Il y a des success stories parisiennes qui s'écrivent dans le bruit et la fureur des réseaux sociaux. Et il y en a d'autres, plus rares, qui avancent dans une discrétion presque paradoxale, laissant les résultats parler à leur place. Flandrin Patrimoine appartient clairement à la seconde catégorie. En moins de trois ans, Mickael Abitbol, Dan Azria et Joseph Baruk ont constitué l'une des collections hôtelières les plus cohérentes et les plus ambitieuses de Paris et leur trajectoire, aujourd'hui, commence à être difficile à ignorer.

Trois fondateurs, une vision

Tout commence, comme souvent, par une conviction partagée : l'idée que Paris reste un terrain de jeu immobilier incomparable, à condition de savoir où regarder et comment agir. Les trois associés ne sont pas des hommes d'une seule maison. Ils sont des chasseurs d'opportunités avec le sens du lieu, capables d'identifier un quartier en mutation avant que les autres ne l'aient encore compris.

C'est cette lecture fine du territoire parisien qui a fait de Flandrin Patrimoine l'un des relais privilégiés des grandes fortunes cherchant à placer leur argent dans des biens d'exception. Avec plus de 80 millions d'euros d'actifs valorisés et un portefeuille de cinquante biens en gestion locative, la maison ne joue pas dans la cour des grands, elle est la cour des grands, ou du moins, elle s'en rapproche à toute vitesse.

Pigalle, le premier pari & une collection qui s’accélère

Tout avait commencé avec l'hôtel Léon. À Pigalle, dans un quartier que beaucoup regardaient encore avec méfiance, Flandrin Patrimoine avait vu ce que d'autres ne voyaient pas encore : un Paris en train de se réinventer, prêt à accueillir une proposition hôtelière à la hauteur de son nouveau souffle.
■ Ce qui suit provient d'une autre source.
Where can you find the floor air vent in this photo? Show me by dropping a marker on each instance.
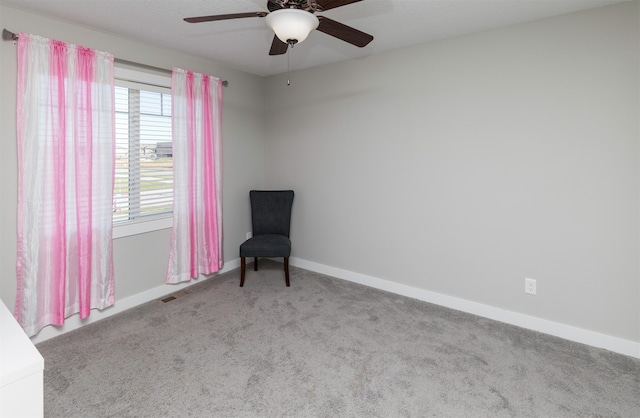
(175, 296)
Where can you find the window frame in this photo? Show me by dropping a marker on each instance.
(126, 77)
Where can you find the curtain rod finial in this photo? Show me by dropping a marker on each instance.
(9, 36)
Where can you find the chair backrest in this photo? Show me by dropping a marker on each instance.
(271, 211)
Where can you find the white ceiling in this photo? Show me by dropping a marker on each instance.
(244, 43)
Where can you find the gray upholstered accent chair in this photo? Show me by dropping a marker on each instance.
(271, 221)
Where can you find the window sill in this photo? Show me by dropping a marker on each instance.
(136, 228)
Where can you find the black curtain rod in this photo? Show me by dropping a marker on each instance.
(10, 36)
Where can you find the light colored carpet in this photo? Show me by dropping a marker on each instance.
(323, 348)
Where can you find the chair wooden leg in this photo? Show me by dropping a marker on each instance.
(286, 270)
(243, 267)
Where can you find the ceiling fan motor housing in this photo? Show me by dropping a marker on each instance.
(291, 25)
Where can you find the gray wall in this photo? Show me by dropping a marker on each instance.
(140, 261)
(465, 165)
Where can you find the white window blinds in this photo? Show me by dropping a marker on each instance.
(144, 164)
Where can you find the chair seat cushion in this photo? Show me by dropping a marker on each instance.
(268, 245)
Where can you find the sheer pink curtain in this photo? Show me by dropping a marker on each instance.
(65, 134)
(196, 241)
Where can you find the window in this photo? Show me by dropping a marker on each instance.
(143, 188)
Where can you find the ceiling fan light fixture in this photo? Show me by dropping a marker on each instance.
(291, 25)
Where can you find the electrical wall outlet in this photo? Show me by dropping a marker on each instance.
(530, 286)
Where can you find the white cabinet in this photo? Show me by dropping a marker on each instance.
(21, 367)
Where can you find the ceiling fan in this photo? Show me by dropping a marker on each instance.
(292, 20)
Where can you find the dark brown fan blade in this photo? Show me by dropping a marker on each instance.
(344, 32)
(224, 17)
(278, 47)
(332, 4)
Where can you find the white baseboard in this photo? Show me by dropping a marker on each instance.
(580, 335)
(121, 305)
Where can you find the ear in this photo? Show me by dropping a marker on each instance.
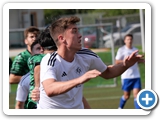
(26, 41)
(60, 37)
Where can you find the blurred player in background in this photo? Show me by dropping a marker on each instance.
(131, 77)
(49, 47)
(24, 84)
(19, 66)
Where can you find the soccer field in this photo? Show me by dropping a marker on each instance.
(98, 97)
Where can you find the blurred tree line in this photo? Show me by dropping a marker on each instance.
(52, 14)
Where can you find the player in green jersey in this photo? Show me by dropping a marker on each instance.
(48, 46)
(19, 65)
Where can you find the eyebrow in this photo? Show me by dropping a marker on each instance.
(74, 28)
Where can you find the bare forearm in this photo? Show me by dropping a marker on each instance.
(53, 87)
(56, 88)
(14, 79)
(114, 71)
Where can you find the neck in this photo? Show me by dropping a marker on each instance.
(29, 48)
(129, 46)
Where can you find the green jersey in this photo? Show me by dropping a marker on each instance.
(33, 61)
(19, 65)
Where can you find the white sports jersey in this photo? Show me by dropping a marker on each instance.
(133, 71)
(53, 66)
(23, 88)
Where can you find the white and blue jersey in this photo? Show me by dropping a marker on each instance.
(131, 77)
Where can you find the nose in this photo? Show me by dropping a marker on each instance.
(80, 36)
(41, 50)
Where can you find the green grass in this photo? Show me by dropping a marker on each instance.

Le pari fut tenu avec brio. Des taux de remplissage dépassant 100% en haute saison, une expérience pensée comme une immersion dans le Paris vivant et authentique, une rentabilité qui a su convaincre les investisseurs les plus avisés. Léon n'était pas un hôtel de plus dans la Capitale : c'était une démonstration de méthode.

Depuis, la collection s'est étoffée à un rythme qui surprend même les observateurs les plus attentifs du marché. L'hôtel rue du Château d'Eau, est venu confirmer et affiner l'approche : même direction artistique rigoureuse, même philosophie du détail, même conviction profonde que le luxe véritable ne se proclame jamais, il se vit, dès les premières secondes.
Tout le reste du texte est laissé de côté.